Still, the conversation evolved. Transport was no longer framed as a sector to electrify “later” but as a critical lever for climate resilience, urban justice, and equitable development.
What the Next Decade on Sustainable Transport Holds

The new decade from 2026 to 2035 will be decisive for sustainable and inclusive mobility, not because of one summit, but because the pressures on our cities are intensifying.
Climate impacts will force a rethinking of mobility
Heatwaves, floods, and disruptions to supply chains will require cities to design streets and networks that prioritize resilience: more shade, better walking environments, reliable public transport, and infrastructure that protects the most vulnerable users.
Data will become political power
Crash data, pedestrian exposure mapping, emissions inventories, and street assessments will increasingly determine whose mobility realities are recognized, and whose are ignored. The next decade will be shaped by who collects data, who interprets it, and who gets to act on it.
Equity will move to the center
Women, youth, informal workers, and low-income communities already face the sharpest mobility barriers. Whether the next decade addresses their needs will determine whether transport systems become tools of inclusion or instruments of exclusion.

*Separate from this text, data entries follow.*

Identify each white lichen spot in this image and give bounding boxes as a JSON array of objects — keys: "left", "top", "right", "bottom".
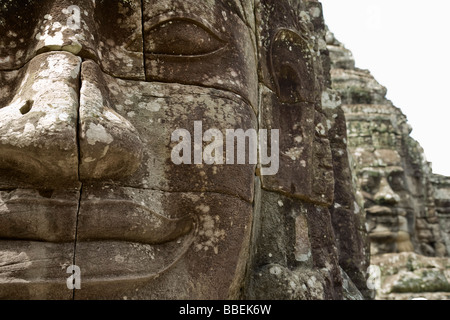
[
  {"left": 269, "top": 266, "right": 281, "bottom": 275},
  {"left": 285, "top": 147, "right": 303, "bottom": 161},
  {"left": 86, "top": 123, "right": 114, "bottom": 145},
  {"left": 114, "top": 254, "right": 125, "bottom": 263}
]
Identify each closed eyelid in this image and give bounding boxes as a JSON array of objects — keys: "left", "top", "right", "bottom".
[{"left": 146, "top": 17, "right": 226, "bottom": 57}]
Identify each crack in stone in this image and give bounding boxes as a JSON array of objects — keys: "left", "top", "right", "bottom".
[{"left": 72, "top": 60, "right": 83, "bottom": 300}]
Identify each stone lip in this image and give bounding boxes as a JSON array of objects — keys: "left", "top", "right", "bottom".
[{"left": 77, "top": 199, "right": 195, "bottom": 244}]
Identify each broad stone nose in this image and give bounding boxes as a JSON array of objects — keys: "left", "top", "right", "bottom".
[
  {"left": 79, "top": 61, "right": 144, "bottom": 181},
  {"left": 374, "top": 177, "right": 400, "bottom": 205},
  {"left": 0, "top": 52, "right": 81, "bottom": 187}
]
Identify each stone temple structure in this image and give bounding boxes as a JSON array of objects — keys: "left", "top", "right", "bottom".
[
  {"left": 327, "top": 28, "right": 450, "bottom": 299},
  {"left": 0, "top": 0, "right": 372, "bottom": 299},
  {"left": 0, "top": 0, "right": 450, "bottom": 300}
]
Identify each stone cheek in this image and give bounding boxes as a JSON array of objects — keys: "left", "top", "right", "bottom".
[{"left": 0, "top": 53, "right": 81, "bottom": 188}]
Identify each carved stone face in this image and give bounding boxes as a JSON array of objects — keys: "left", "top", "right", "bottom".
[
  {"left": 0, "top": 0, "right": 365, "bottom": 299},
  {"left": 0, "top": 0, "right": 257, "bottom": 299},
  {"left": 347, "top": 107, "right": 414, "bottom": 254}
]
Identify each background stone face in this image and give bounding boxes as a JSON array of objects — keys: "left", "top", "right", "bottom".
[
  {"left": 326, "top": 28, "right": 450, "bottom": 300},
  {"left": 0, "top": 0, "right": 376, "bottom": 299}
]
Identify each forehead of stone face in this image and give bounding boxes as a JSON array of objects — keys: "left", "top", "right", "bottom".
[
  {"left": 256, "top": 0, "right": 317, "bottom": 103},
  {"left": 353, "top": 148, "right": 402, "bottom": 168},
  {"left": 143, "top": 0, "right": 257, "bottom": 106}
]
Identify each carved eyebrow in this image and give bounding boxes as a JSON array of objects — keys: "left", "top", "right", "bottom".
[
  {"left": 386, "top": 167, "right": 405, "bottom": 174},
  {"left": 144, "top": 10, "right": 224, "bottom": 41}
]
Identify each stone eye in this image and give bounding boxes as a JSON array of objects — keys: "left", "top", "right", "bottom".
[
  {"left": 388, "top": 172, "right": 405, "bottom": 191},
  {"left": 147, "top": 19, "right": 225, "bottom": 56},
  {"left": 361, "top": 173, "right": 380, "bottom": 193}
]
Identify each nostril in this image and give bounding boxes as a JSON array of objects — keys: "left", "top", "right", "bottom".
[{"left": 20, "top": 100, "right": 34, "bottom": 114}]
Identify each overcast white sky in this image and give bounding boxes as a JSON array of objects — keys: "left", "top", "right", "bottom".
[{"left": 320, "top": 0, "right": 450, "bottom": 176}]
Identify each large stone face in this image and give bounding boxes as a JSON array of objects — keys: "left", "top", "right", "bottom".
[{"left": 0, "top": 0, "right": 371, "bottom": 299}]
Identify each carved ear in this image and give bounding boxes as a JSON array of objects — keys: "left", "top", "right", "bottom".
[{"left": 270, "top": 29, "right": 315, "bottom": 103}]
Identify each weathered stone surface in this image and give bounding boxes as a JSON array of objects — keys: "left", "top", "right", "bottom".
[
  {"left": 0, "top": 52, "right": 81, "bottom": 188},
  {"left": 431, "top": 174, "right": 450, "bottom": 252},
  {"left": 80, "top": 61, "right": 257, "bottom": 201},
  {"left": 143, "top": 0, "right": 258, "bottom": 109},
  {"left": 0, "top": 240, "right": 73, "bottom": 300},
  {"left": 327, "top": 32, "right": 446, "bottom": 256},
  {"left": 247, "top": 1, "right": 371, "bottom": 299},
  {"left": 0, "top": 0, "right": 144, "bottom": 80},
  {"left": 75, "top": 187, "right": 253, "bottom": 299},
  {"left": 0, "top": 0, "right": 372, "bottom": 300},
  {"left": 372, "top": 252, "right": 450, "bottom": 300}
]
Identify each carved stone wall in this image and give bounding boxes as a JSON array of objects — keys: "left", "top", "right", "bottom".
[
  {"left": 0, "top": 0, "right": 372, "bottom": 299},
  {"left": 327, "top": 28, "right": 450, "bottom": 300}
]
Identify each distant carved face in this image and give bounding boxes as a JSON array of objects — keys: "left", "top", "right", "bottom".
[
  {"left": 0, "top": 0, "right": 258, "bottom": 299},
  {"left": 348, "top": 119, "right": 414, "bottom": 254}
]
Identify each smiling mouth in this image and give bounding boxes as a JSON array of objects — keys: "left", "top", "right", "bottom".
[{"left": 0, "top": 189, "right": 197, "bottom": 298}]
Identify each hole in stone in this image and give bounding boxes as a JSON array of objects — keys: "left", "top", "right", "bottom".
[
  {"left": 20, "top": 100, "right": 34, "bottom": 114},
  {"left": 39, "top": 190, "right": 53, "bottom": 199}
]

Safety still sits at the margins — and that needs to change
Road crashes remain one of the leading killers of young people worldwide, yet safety was not meaningfully elevated in the COP30 discussions or outcomes. The climate negotiations continue to treat mobility primarily through the lenses of emissions, energy, and electrification.

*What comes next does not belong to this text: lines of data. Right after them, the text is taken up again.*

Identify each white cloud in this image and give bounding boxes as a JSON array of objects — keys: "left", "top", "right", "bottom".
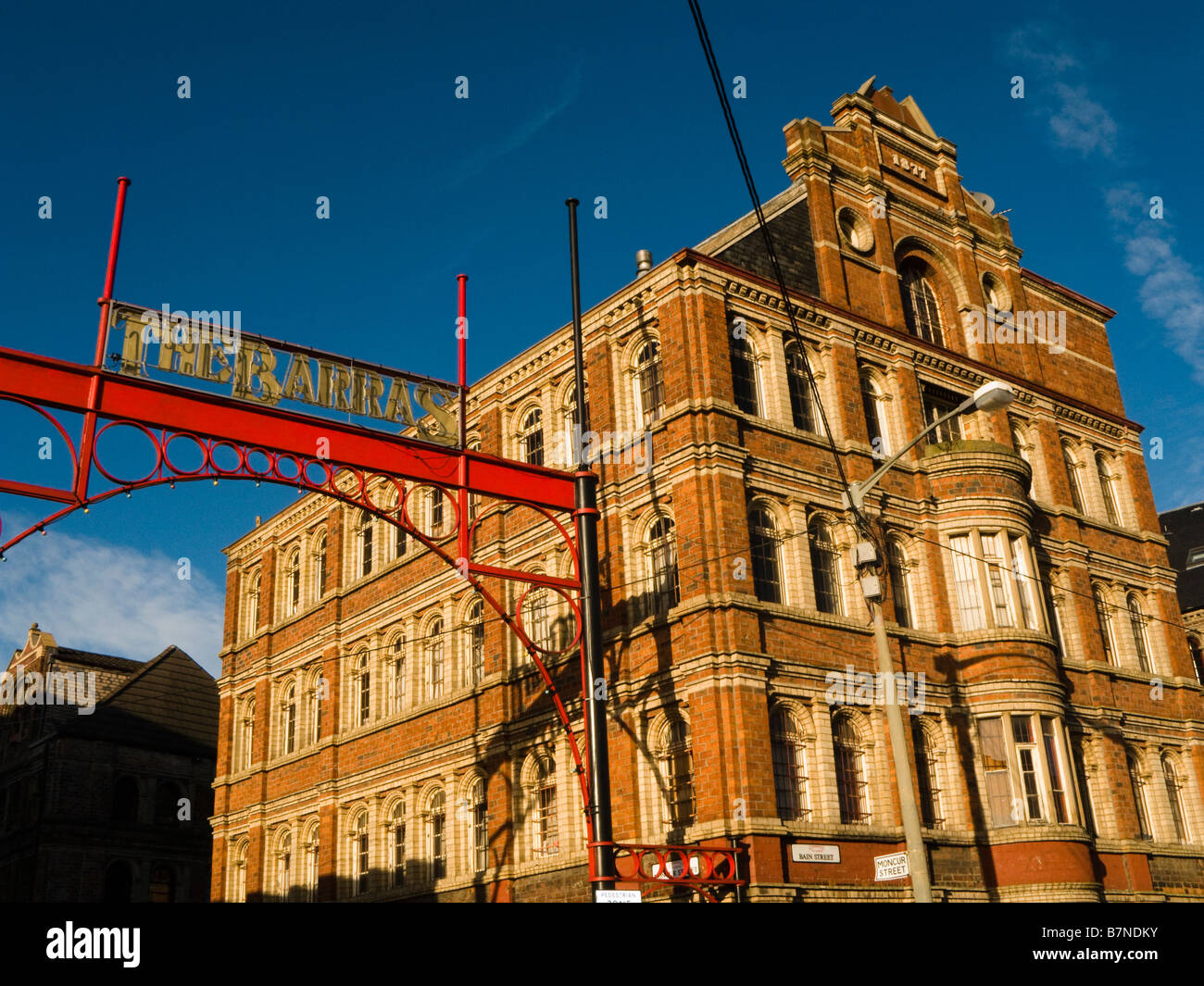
[
  {"left": 1008, "top": 23, "right": 1079, "bottom": 75},
  {"left": 450, "top": 67, "right": 582, "bottom": 184},
  {"left": 1105, "top": 184, "right": 1204, "bottom": 384},
  {"left": 1050, "top": 81, "right": 1117, "bottom": 157},
  {"left": 0, "top": 524, "right": 224, "bottom": 677}
]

This gap matters. Climate resilience cannot be achieved while mobility systems remain deadly. Integrating the Safe System approach into adaptation and mitigation frameworks is not a technical detail, it is a public health imperative. The coming years will determine whether global climate policy finally recognizes that safety, equity, and sustainability are inseparable.
A Generation That Moves With Intention

A generational shift is underway. Emerging transport professionals see mobility not just as infrastructure, but as culture, health, climate resilience, and justice. Many of them weren’t in Belém, not due to lack of expertise, but due to lack of resources, yet they are shaping national policies, advocating in cities, producing research, and driving the global conversation from wherever they are.

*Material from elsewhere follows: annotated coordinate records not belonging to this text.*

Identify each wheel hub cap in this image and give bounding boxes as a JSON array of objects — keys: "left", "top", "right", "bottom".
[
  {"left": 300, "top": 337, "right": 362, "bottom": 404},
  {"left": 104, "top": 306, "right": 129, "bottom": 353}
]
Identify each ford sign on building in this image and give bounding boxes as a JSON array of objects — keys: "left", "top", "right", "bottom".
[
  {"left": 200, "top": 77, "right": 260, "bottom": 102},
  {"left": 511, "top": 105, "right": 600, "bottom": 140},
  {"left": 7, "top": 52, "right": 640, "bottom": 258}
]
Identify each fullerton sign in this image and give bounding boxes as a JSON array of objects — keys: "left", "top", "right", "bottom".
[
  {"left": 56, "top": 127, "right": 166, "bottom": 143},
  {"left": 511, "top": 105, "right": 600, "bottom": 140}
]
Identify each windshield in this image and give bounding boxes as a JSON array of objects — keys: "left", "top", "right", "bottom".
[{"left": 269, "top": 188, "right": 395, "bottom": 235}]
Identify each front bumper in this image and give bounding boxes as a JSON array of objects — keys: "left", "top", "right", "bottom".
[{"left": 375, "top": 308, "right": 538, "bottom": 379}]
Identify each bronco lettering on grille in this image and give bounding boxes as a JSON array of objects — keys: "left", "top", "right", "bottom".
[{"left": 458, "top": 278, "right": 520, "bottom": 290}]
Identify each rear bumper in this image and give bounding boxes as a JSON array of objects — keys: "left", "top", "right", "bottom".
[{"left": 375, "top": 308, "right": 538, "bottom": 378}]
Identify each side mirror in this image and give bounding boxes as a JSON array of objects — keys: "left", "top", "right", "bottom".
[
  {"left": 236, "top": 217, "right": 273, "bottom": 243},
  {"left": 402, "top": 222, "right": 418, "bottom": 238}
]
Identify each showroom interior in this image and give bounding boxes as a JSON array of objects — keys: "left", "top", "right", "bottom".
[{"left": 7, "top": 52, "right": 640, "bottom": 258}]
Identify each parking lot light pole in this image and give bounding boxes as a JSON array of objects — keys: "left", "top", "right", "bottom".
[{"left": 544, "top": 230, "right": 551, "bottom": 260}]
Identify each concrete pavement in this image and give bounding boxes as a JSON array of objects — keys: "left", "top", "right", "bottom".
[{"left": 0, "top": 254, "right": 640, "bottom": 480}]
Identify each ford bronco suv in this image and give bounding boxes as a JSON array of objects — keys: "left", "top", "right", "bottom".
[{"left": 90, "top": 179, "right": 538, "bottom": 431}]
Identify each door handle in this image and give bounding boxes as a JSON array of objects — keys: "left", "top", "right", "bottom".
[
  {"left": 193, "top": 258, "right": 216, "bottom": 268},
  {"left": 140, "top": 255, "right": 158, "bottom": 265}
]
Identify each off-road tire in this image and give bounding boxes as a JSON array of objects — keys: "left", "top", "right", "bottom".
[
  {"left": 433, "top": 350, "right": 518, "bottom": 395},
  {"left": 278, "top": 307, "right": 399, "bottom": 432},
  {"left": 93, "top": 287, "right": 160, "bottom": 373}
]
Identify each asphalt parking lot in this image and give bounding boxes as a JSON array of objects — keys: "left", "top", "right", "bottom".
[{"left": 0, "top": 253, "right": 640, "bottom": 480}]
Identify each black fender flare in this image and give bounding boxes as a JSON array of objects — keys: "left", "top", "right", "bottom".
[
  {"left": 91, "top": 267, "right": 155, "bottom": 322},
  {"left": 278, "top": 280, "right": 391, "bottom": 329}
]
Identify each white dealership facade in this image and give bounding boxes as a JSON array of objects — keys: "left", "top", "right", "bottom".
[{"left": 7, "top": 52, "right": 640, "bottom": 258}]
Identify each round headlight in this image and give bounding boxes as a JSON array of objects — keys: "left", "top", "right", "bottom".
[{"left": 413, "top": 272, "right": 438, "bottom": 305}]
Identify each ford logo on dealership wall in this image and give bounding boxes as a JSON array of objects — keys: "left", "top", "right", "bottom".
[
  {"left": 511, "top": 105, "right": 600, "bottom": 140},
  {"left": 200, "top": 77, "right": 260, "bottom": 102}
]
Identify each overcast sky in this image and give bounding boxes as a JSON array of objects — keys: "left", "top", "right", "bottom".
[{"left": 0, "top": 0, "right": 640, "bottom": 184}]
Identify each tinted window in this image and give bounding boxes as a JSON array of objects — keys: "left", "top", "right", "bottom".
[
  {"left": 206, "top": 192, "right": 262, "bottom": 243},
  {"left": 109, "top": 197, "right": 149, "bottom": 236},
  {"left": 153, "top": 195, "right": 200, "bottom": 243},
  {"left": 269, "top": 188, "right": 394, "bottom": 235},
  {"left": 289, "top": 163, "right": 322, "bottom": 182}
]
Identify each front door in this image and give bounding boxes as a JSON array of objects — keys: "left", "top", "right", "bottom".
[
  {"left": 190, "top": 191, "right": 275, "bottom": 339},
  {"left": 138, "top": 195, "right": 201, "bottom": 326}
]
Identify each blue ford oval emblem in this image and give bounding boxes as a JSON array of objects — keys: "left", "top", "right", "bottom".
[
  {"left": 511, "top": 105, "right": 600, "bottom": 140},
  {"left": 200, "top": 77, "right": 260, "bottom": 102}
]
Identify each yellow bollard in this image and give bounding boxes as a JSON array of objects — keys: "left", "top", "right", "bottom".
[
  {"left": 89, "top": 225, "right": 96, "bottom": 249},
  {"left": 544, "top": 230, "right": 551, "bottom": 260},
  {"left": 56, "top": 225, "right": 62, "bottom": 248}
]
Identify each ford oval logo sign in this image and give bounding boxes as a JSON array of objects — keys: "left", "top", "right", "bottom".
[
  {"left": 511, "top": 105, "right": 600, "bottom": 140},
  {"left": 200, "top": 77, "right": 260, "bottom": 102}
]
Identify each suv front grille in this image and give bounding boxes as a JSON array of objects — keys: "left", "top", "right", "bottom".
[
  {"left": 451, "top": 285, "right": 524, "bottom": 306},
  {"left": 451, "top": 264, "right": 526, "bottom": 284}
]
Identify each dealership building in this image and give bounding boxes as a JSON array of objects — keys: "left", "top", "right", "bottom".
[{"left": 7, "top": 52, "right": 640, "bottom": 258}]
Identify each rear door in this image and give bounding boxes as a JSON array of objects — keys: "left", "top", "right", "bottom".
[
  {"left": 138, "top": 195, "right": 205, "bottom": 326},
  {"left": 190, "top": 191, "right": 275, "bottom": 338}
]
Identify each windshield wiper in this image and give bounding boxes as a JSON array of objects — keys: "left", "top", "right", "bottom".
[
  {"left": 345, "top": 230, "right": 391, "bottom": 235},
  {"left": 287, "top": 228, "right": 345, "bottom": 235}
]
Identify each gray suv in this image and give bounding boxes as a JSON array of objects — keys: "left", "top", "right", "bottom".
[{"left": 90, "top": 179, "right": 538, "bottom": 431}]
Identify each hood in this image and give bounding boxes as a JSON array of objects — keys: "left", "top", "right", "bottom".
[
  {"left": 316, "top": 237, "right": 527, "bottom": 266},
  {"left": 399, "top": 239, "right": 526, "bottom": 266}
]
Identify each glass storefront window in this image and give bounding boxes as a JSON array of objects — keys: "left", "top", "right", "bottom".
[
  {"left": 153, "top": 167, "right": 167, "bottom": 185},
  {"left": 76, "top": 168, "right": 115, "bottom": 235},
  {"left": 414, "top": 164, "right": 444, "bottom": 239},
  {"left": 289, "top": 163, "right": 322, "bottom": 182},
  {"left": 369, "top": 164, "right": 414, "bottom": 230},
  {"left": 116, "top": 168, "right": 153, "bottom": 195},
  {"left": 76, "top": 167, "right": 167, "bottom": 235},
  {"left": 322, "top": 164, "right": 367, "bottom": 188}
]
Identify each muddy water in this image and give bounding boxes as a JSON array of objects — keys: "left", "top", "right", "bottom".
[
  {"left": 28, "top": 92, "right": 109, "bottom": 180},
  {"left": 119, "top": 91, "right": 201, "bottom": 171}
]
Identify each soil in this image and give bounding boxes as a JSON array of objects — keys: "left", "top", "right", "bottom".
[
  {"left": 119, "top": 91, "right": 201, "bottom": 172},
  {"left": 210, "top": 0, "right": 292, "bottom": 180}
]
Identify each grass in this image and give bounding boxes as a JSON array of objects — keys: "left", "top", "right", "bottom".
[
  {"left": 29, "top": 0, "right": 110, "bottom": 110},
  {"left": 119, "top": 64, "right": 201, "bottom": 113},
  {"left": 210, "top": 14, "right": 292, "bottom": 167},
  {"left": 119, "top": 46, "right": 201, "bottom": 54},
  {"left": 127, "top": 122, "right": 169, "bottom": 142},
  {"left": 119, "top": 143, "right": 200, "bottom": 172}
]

We are working toward a future where walking is dignity, cycling is safety, public transport is pride, and mobility is a human right.
From Belém to Everywhere

COP30 will not determine the future of transport on its own. And its meaningful firsts came alongside clear disappointments: a softened text on fossil fuels, limited ambition on emissions, and the continued absence of safety and equity in the core climate agenda. The gap between what is scientifically necessary and what is politically possible was impossible to ignore.
Still, the summit marked some structural shifts worth noting:
A first Transport Pavilion.
A first Just Transition Mechanism.
A first recognition that energy, industry, and transport must transition together.
These don’t erase the shortcomings, but they offer anchors to build on. They signal an opportunity to push harder, demand better, and expand what counts as climate action.
The next decade is loading.
And how the world chooses to move, safely, sustainably, and equitably, will not be decided by declarations alone, but by the collective pressure, creativity, and persistence of all of us working in mobility.